Based on the foregoing, it is this Court’s conclusion that claimant has failed to produce competent medical evidence, based upon objective medical findings and diagnostic tests, which create a genuine triable issue of fact concerning the existence of a serious injury within the meaning of Insurance Law § 5102 (d).

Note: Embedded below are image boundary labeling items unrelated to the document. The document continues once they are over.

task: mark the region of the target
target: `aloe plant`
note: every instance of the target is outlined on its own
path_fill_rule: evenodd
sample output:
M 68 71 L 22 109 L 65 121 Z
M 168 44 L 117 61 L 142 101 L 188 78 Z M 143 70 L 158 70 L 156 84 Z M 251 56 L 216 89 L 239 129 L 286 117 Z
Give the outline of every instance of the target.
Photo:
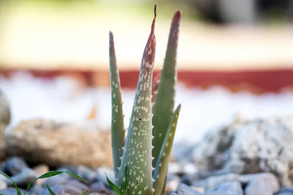
M 160 78 L 153 85 L 156 8 L 155 4 L 126 138 L 113 35 L 109 33 L 111 135 L 116 184 L 107 179 L 118 195 L 161 195 L 165 192 L 168 162 L 181 109 L 179 104 L 174 111 L 181 12 L 176 11 L 173 16 Z

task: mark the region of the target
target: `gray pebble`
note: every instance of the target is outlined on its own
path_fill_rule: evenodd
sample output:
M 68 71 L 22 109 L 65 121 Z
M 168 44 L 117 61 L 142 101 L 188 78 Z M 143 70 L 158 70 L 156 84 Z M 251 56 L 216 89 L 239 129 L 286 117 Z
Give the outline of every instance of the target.
M 220 183 L 214 189 L 210 192 L 213 195 L 243 195 L 242 186 L 239 181 L 229 181 Z
M 272 174 L 258 174 L 249 181 L 245 188 L 246 195 L 272 195 L 280 189 L 277 178 Z
M 78 166 L 76 167 L 76 172 L 74 173 L 79 176 L 85 179 L 88 182 L 89 184 L 96 181 L 96 173 L 94 170 L 84 165 Z
M 79 180 L 76 179 L 69 180 L 65 182 L 65 184 L 66 185 L 73 186 L 83 191 L 85 191 L 86 190 L 88 190 L 89 188 L 87 186 L 79 181 Z
M 26 187 L 28 183 L 37 177 L 36 172 L 31 168 L 24 168 L 17 175 L 11 177 L 18 186 Z M 5 182 L 9 186 L 13 186 L 14 184 L 12 181 L 8 178 L 6 178 Z
M 44 183 L 48 184 L 49 186 L 55 186 L 59 185 L 64 184 L 70 179 L 71 179 L 72 177 L 69 175 L 63 173 L 51 177 L 48 177 L 44 181 Z
M 203 195 L 204 194 L 184 183 L 180 183 L 176 193 L 182 195 Z
M 106 194 L 111 194 L 113 192 L 107 188 L 103 181 L 98 181 L 91 184 L 89 186 L 90 192 L 104 193 Z
M 23 158 L 18 156 L 8 158 L 5 165 L 5 172 L 13 176 L 20 173 L 22 169 L 28 167 Z
M 282 188 L 275 195 L 293 195 L 293 187 Z
M 50 188 L 54 192 L 56 195 L 65 195 L 69 194 L 71 195 L 81 195 L 83 192 L 74 186 L 70 186 L 69 185 L 62 185 L 59 186 L 56 186 Z M 46 189 L 41 195 L 50 195 L 51 194 L 49 192 L 47 189 Z
M 203 188 L 206 190 L 212 190 L 221 183 L 226 181 L 236 181 L 238 175 L 233 173 L 211 176 L 205 179 L 196 181 L 192 183 L 192 186 Z
M 193 174 L 187 174 L 181 177 L 181 182 L 187 185 L 192 185 L 195 181 L 203 180 L 210 176 L 226 175 L 231 173 L 229 170 L 221 169 L 215 171 L 198 171 Z

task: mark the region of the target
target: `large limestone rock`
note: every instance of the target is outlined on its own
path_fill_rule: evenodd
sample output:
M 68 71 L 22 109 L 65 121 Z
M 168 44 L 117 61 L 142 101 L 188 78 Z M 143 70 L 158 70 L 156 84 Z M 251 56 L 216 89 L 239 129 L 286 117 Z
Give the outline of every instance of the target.
M 0 158 L 5 156 L 5 130 L 10 123 L 11 117 L 9 103 L 0 90 Z
M 235 122 L 209 132 L 192 153 L 199 169 L 271 172 L 293 185 L 293 117 Z
M 24 121 L 6 136 L 8 155 L 52 166 L 112 166 L 109 131 L 85 130 L 42 119 Z

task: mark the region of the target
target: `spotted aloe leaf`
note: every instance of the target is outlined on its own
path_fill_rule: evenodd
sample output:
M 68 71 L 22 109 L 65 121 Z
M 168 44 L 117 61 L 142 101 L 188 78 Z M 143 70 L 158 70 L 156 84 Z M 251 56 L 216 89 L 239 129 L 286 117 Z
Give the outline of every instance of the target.
M 177 80 L 176 58 L 181 12 L 176 11 L 173 17 L 164 63 L 153 107 L 152 166 L 155 167 L 168 126 L 173 113 L 176 83 Z
M 123 154 L 123 148 L 125 145 L 125 132 L 122 110 L 121 86 L 119 73 L 117 67 L 114 44 L 114 38 L 109 33 L 109 55 L 110 57 L 110 81 L 112 96 L 111 137 L 113 151 L 113 162 L 115 178 L 118 177 L 118 168 L 121 164 L 121 157 Z
M 153 174 L 154 179 L 156 179 L 155 182 L 154 182 L 155 191 L 153 195 L 161 195 L 164 192 L 166 177 L 167 174 L 168 162 L 172 150 L 172 146 L 181 108 L 181 105 L 179 104 L 173 114 L 163 143 L 163 147 L 161 149 L 161 151 L 160 151 L 160 154 L 156 165 L 156 169 Z
M 155 4 L 154 19 L 143 54 L 134 102 L 117 181 L 122 191 L 125 187 L 124 186 L 125 169 L 127 165 L 127 189 L 128 193 L 131 195 L 150 195 L 153 193 L 151 87 L 156 53 L 154 28 L 156 7 L 156 4 Z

Defendant’s motion for summary judgment is granted and Claim No. 108423 is dismissed. As a result of said dismissal, the Court need not address the other issues raised in defendant’s motion.


September 22, 2008
Albany, New York

HON. JUDITH A. HARD
Judge of the Court of Claims


Papers Considered:


1. Defendant’s Notice of Motion, dated May 11, 2008, with Affirmation of Michael C. Rizzo, Esq., dated May 11, 2008, and Exhibits A - I;

2. Defendant’s Memorandum of Law, dated May 11, 2007;

3. Affirmation of Daniel F. Schreck, in Opposition to Defendant’s Motion for Summary Judgment, dated April 23, 2008, with Exhibits A - E;

4. Claimant’s Memorandum of Law, dated April 23, 2008;

5. Reply Affidavit of Michael C. Rizzo, Esq., sworn to May 21, 2008.